On April 3, 2014, MSG Holdings, L.P. ("MSG Holdings"), an indirect wholly owned subsidiary of The Madison Square Garden Company ("MSG"), entered into a Purchase Agreement (the "Purchase Agreement") with the parent company of NUVOtv, SiTV Media, Inc. ("NUVO"), pursuant to which NUVO has agreed to acquire Fuse Holdings LLC ("Fuse Holdings") and its subsidiary (collectively, "Fuse"), on the terms and subject to the conditions set forth in the Purchase Agreement, as briefly described below. Fuse is a national network providing music programming, which includes music news and information, coverage of premier artists, events and festivals, original content and concerts.

Pursuant to the Purchase Agreement, NUVO will acquire all of the limited liability company membership interests of Fuse Holdings for a cash purchase price of $226 million, subject to a customary working capital adjustment. MSG Holdings will also receive a 15 percent equity interest in the combined company, which interest will be subject to potential reduction based on certain performance goals, and will have the right to designate one member of the NUVO Board of Directors. The closing of the transactions contemplated by the Purchase Agreement is subject to certain closing conditions, including the expiration or early termination of the waiting period applicable under the Hart-Scott-Rodino Antitrust Improvements Act of 1976, as amended. There can be no assurances that the conditions to closing set forth in the Purchase Agreement will be satisfied or waived.

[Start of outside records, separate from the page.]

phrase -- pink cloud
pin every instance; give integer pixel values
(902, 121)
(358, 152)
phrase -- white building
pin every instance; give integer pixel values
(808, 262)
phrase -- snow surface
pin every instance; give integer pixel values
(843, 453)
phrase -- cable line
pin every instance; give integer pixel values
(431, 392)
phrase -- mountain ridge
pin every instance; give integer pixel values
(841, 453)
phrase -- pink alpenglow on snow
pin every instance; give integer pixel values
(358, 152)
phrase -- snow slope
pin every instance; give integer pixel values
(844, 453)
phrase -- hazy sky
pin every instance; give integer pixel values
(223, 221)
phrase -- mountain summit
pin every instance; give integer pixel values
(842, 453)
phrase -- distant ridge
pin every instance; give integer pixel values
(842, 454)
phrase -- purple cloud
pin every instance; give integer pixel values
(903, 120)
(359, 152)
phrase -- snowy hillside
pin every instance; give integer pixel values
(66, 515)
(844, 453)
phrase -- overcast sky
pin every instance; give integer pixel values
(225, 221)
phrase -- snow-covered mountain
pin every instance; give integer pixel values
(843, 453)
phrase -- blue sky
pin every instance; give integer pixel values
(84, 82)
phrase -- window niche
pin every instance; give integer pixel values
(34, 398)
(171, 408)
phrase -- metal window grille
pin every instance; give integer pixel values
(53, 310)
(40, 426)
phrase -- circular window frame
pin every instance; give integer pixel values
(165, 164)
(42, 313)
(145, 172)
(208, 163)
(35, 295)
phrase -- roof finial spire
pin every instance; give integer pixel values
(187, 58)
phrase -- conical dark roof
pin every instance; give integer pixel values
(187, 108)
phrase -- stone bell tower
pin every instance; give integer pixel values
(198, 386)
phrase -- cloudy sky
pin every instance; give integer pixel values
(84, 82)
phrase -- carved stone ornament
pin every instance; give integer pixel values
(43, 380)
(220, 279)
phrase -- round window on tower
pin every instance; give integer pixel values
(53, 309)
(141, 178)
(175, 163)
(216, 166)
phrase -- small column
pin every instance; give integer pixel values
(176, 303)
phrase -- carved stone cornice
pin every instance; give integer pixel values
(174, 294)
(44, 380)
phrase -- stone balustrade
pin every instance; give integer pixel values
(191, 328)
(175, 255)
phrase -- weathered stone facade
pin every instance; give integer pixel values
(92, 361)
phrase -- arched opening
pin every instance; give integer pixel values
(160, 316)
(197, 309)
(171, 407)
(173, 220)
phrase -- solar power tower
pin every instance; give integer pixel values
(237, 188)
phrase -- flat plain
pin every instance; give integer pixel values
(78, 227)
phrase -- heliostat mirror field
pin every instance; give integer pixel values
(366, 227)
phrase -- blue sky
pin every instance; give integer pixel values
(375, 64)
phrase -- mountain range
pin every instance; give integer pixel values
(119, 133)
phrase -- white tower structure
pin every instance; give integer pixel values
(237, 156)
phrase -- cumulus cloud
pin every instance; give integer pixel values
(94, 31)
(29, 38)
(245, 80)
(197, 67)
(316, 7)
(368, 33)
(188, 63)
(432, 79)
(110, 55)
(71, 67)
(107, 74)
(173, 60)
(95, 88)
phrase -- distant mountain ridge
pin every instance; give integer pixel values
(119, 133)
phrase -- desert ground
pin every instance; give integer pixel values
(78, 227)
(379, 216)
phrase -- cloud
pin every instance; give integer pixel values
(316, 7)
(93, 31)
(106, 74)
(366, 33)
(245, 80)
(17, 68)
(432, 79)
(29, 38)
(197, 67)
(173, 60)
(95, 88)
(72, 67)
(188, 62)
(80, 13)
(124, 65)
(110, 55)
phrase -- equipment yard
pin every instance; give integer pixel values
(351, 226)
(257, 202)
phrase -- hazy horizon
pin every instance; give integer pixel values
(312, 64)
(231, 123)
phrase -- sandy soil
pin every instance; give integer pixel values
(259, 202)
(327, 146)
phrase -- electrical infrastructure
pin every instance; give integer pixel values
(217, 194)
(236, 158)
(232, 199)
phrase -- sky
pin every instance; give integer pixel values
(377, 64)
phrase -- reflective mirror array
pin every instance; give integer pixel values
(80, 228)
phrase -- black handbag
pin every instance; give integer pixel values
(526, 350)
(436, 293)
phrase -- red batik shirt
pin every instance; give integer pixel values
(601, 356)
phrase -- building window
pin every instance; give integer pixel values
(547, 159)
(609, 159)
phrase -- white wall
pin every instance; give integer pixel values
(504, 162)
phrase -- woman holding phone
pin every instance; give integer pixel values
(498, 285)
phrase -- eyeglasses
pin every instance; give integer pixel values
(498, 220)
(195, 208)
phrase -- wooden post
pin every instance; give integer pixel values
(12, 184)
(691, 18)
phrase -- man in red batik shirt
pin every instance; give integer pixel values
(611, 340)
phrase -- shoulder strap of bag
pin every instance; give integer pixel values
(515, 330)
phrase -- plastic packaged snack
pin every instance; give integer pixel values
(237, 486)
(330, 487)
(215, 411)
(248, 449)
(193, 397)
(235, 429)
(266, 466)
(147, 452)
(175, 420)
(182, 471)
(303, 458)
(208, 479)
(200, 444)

Subject to certain conditions, the Purchase Agreement can be terminated by either MSG Holdings or NUVO if the closing shall not have occurred by September 30, 2014. NUVO's obligations under the Purchase Agreement are not subject to any financing conditions. The closing of the transactions contemplated by the Purchase Agreement is currently expected to occur in MSG's fiscal 2015 first quarter between July 1 and September 30.

The Purchase Agreement provides for customary post-closing indemnification provisions.

The description above is qualified in its entirety by reference to the Purchase Agreement, which is attached as Exhibit 99.1 and incorporated into this Item 8.01 by reference.

On April 4, 2014, MSG and NUVO issued a joint press release announcing they had entered into the Purchase Agreement. A copy of such press release is attached hereto as Exhibit 99.2 and is incorporated into this Item 8.01 by reference.



Item 9.01 Financial Statements and Exhibits.

(d) Exhibits

Exhibit
Number       Description

 99.1        Purchase Agreement, dated April 3, 2014, between MSG Holdings, L.P.
             and SiTV Media, Inc.

 99.2        Press Release, dated April 4, 2014.